🌳 Water used as weapon
Shou el akhbar—and today, it's heavy. Israel is cutting off water to Lebanese villages in what experts are calling a deliberate strategy, a journalist died under rubble while rescue workers were fired upon, and Lebanon is somehow also launching a national immunization campaign in the middle of all this, because the country never gets to deal with just one crisis at a time.
TOP STORIES
Israel Is Targeting Lebanon's Water—And Experts Say It's Deliberate
- In the first four days of renewed conflict this March, Israel damaged at least seven critical water sources—including reservoirs, pipe networks, and pumping stations—cutting off water to nearly 7,000 people in the Bekaa area alone, according to Oxfam International.

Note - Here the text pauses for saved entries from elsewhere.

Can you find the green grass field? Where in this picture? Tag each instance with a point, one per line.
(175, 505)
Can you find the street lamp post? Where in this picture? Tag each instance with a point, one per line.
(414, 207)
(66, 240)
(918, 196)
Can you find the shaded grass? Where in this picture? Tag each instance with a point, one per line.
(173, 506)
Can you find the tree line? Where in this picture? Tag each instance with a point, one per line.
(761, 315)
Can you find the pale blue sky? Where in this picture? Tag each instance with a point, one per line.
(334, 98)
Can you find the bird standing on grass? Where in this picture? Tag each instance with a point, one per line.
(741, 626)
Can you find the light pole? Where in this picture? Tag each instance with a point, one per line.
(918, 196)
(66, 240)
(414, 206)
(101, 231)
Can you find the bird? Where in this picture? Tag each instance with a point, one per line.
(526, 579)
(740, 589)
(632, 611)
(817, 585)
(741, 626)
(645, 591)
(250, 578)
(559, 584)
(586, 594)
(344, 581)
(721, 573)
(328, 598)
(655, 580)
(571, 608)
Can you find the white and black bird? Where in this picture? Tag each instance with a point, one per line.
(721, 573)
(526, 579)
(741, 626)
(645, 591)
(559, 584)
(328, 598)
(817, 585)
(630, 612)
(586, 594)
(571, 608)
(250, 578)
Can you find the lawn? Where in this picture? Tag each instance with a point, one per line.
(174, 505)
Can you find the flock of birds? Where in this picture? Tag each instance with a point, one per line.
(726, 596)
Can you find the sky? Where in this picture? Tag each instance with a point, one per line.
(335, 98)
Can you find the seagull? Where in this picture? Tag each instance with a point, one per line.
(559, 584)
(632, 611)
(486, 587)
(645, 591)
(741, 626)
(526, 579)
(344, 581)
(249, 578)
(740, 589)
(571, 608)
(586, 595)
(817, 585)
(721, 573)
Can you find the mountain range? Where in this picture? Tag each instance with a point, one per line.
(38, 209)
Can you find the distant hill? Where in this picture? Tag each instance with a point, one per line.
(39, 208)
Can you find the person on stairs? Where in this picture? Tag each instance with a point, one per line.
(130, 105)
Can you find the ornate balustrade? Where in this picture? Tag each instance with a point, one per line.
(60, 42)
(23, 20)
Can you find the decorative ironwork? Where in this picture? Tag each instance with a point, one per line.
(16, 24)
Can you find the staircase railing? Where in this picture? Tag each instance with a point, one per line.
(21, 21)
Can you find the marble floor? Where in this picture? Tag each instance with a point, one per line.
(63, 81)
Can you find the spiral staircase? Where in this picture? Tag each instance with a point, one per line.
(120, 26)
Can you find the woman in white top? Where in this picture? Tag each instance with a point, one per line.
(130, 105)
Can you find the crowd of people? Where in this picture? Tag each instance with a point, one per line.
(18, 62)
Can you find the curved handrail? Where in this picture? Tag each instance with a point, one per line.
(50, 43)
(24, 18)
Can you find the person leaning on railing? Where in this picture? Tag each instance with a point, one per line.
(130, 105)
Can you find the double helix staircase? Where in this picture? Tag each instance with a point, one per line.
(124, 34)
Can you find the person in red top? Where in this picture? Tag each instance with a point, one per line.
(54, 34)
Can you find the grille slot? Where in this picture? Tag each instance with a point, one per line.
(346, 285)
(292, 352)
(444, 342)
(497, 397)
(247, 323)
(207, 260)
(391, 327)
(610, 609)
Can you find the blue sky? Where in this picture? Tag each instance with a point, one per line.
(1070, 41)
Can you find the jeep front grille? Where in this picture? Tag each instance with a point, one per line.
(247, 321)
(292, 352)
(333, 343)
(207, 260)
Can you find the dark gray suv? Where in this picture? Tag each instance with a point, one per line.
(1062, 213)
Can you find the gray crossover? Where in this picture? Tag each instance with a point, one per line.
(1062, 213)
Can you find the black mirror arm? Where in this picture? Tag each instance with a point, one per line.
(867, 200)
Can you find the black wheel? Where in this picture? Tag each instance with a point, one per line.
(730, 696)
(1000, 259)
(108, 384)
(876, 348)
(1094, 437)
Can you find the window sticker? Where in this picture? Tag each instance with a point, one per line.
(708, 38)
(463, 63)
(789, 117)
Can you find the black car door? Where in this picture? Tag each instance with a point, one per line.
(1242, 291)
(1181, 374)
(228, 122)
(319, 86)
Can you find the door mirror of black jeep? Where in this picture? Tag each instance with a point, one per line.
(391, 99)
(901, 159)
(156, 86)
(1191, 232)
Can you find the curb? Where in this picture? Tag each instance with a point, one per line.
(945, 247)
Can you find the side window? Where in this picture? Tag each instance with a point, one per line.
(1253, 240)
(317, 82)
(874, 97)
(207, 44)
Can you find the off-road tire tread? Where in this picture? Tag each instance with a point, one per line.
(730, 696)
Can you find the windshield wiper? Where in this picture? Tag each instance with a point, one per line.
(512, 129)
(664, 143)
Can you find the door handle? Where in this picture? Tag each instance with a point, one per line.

- Key infrastructure in areas like Britel, Nabi Chit, and Marjayoun has been hit, with attacks targeting both pumping stations directly and electricity infrastructure that powers them—a two-pronged strategy experts say is designed to make southern Lebanon uninhabitable.
- Israel has also damaged six water facilities in southern Lebanon during previous rounds of conflict since 2023, and Netanyahu has publicly stated Israeli forces are "not leaving" a 10-kilometer security buffer zone inside Lebanese territory.
- "Without electricity, you can stay in the dark and cook with gas, but without water, how will you live?" said Nadim Farajalla, environmental engineer at the Lebanese American University—adding that 91 percent of households in Bint Jbeil and Marjayoun districts were already experiencing moderate-to-high water insecurity before strikes intensified.
The bigger picture: Oxfam's Lebanon director warns that the same "water war crimes" playbook used in Gaza is now being replicated in Lebanon, with the international community again standing by as civilians pay the price.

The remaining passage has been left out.